What metric will make this a model of hyperbolic geometry?

109 Views Asked by At

Consider (a hyperbola after substitution) $\log(x)\log(y)=1$ revolved about the line $f(x)=x.$ Consider a projection from the origin which maps points on the revolution of $\log(x)\log(y)=1$ to the revolution of $g(x)=1-x$ about $f(x),$ bijectively. The projection is given by the revolution of $h_n(x)=x^n,$ $n\in \Bbb R$ about $f(x).$

What metric will make this a model of hyperbolic geometry?

Notes:

a) $\log(x)\log(y)=1$ is a hyperbola with a substitution, and so its revolution is a hyperboloid with a substitution.
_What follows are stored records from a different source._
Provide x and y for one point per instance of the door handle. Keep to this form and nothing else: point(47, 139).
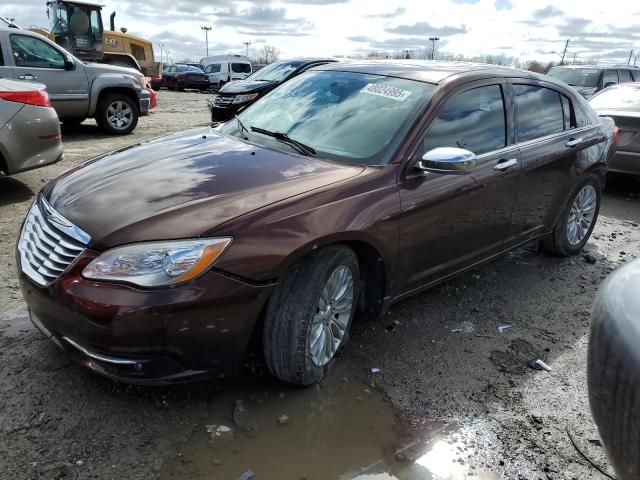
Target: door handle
point(505, 164)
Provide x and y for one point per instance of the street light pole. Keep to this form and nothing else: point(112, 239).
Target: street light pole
point(564, 52)
point(433, 46)
point(246, 46)
point(206, 29)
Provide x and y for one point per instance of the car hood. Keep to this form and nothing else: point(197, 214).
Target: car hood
point(181, 186)
point(246, 86)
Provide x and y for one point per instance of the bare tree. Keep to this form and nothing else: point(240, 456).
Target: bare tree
point(268, 54)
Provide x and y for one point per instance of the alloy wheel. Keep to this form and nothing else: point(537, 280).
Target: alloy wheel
point(331, 319)
point(119, 115)
point(582, 214)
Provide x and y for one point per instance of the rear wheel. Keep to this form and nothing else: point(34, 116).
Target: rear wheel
point(577, 220)
point(116, 114)
point(309, 316)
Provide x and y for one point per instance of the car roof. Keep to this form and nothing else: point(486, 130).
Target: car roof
point(429, 71)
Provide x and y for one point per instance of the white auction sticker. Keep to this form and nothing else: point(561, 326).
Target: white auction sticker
point(393, 93)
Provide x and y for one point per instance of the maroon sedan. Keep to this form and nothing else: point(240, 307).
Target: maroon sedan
point(344, 190)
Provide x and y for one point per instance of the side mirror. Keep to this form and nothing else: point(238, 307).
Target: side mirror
point(69, 63)
point(448, 160)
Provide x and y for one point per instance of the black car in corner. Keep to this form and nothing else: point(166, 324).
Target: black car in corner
point(235, 95)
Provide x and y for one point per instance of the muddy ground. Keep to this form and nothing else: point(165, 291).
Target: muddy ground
point(455, 397)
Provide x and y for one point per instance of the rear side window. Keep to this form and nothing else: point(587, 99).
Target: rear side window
point(567, 111)
point(241, 67)
point(473, 120)
point(625, 76)
point(539, 112)
point(610, 76)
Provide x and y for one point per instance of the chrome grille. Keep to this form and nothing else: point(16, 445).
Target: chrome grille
point(48, 243)
point(224, 100)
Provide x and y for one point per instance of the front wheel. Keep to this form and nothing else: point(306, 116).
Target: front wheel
point(116, 114)
point(308, 318)
point(577, 220)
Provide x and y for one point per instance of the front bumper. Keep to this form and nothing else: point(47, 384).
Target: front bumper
point(625, 162)
point(198, 330)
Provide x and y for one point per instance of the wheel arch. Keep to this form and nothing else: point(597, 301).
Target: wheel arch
point(373, 267)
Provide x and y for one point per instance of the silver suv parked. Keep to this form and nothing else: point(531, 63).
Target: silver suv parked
point(115, 96)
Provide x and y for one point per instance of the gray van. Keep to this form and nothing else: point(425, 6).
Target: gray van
point(115, 96)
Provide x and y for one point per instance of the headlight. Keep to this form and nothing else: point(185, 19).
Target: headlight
point(244, 98)
point(158, 263)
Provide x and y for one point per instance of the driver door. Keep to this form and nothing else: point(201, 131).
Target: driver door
point(450, 222)
point(35, 59)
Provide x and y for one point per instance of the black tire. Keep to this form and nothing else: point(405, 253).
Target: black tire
point(291, 309)
point(558, 242)
point(613, 368)
point(102, 114)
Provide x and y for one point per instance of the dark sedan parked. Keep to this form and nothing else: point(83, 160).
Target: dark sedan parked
point(181, 76)
point(236, 95)
point(622, 103)
point(348, 188)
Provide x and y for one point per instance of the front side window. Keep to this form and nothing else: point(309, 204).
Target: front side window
point(241, 67)
point(33, 52)
point(625, 76)
point(539, 112)
point(473, 120)
point(344, 116)
point(610, 76)
point(576, 77)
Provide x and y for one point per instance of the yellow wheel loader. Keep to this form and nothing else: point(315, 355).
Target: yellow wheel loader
point(77, 26)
b) The revolution of $h_n(x)$ starting from the origin, passes through the hyperboloid and then through the disk, so it projects points from the hyperboloid to the disk.

1

There are 1 best solutions below

0
On BEST ANSWER

There's nothing special about your example. Any smooth 2-manifold $M$ diffeomorphic to the Poincaré disc $\mathbb D^2$ has a Riemannian metric making it isometric to the hyperbolic plane: simply choose a diffeomorphism $f : \mathbb D^2 \to M$; let $\mu$ denote the standard hyperbolic Riemannian metric on $\mathbb D^2$; and then put the metric $f_*(\mu)$ on $M$. Probably you can use the projection in your note (b) to construct $f$, if you first use a diffeomorphism from $\mathbb D^2$ to the disc mentioned in (b).